Je vous fais grâce de la suite, la poésie de Josiane étant autrement plus élaborée.

Les considérations générales et récurrentes sur les saisons ou autres événements annuels portent le nom de « marronnier » chez les journalistes. Ce marronnier est couvert de mille couleurs à l’automne, brillant de givre l’hiver, lourd de fruits à la fin de l’été mais voilà que pour Barjavel il allume ses cierges au printemps. Alléluia ! Il met ses oiseaux à chanter et gonfle son petit cœur à l’image des bourgeons. Platitude que cela !

Brel est autrement expressif et grave quand il chante : « C’est dur de mourir au printemps », même avec des cierges aux marronniers, et célèbre à sa façon le renouveau : « Je sais que tu prendras soin de ma femme ».

Mais le printemps est plus malin que tout cela, il peut se déguiser un soir de septembre en une douce nuit, il peut se draper dans une gangue de glace au mois d’avril, il peut siffler à vos oreilles en plein milieu du mois de mai. Il est instable, dépressif, bipolaire.
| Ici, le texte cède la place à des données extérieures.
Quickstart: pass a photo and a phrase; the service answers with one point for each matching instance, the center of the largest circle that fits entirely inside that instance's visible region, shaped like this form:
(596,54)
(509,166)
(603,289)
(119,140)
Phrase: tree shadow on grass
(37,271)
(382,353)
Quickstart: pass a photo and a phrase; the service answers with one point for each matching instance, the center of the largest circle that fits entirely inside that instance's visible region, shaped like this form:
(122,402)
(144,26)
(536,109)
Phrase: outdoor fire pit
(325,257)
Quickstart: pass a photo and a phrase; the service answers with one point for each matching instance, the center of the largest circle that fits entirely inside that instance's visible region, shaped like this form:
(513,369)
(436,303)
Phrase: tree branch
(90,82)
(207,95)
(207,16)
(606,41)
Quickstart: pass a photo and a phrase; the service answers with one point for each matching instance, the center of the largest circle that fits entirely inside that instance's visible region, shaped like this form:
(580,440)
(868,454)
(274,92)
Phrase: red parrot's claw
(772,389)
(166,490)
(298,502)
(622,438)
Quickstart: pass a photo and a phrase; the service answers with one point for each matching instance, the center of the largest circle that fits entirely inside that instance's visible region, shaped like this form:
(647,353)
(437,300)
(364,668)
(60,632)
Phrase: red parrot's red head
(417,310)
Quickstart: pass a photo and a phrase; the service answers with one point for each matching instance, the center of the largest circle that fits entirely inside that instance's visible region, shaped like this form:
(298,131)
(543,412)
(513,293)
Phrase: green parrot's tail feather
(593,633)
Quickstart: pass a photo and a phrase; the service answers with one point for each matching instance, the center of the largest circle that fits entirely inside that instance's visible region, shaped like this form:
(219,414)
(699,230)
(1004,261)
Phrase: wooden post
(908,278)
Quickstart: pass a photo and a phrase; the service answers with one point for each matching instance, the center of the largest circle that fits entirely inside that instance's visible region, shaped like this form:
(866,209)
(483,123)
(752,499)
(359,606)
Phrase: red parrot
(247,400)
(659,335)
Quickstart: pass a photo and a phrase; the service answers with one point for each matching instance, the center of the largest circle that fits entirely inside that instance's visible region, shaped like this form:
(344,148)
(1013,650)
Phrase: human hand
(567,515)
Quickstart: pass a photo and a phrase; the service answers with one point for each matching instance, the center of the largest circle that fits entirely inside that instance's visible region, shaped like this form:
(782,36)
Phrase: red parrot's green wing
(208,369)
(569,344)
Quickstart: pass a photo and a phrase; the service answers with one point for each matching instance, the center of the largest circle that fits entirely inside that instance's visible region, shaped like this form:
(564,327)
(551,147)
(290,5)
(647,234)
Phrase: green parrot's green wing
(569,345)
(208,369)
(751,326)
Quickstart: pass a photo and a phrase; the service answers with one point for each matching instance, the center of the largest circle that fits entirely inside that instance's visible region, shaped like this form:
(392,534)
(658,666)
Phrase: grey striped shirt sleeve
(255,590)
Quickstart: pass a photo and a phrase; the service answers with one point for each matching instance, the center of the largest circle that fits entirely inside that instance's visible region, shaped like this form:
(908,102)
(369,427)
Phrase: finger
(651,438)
Allez donc organiser une fête au printemps ! Vous n’êtes sûr de rien. Entre les giboulées de mars, les saints de glace et les ponts de mai qui n’enjambent que des files de voitures, le printemps vous nargue.

Les pays plus au Sud ont bien compris l’arnaque, ils passent directement de l’hiver à l’été jouant ainsi à saute-pollen. Car j’ai failli oublier les allergies, les rhumes des foins, les courbatures parce que les herbes repoussent au printemps et surtout les mauvaises.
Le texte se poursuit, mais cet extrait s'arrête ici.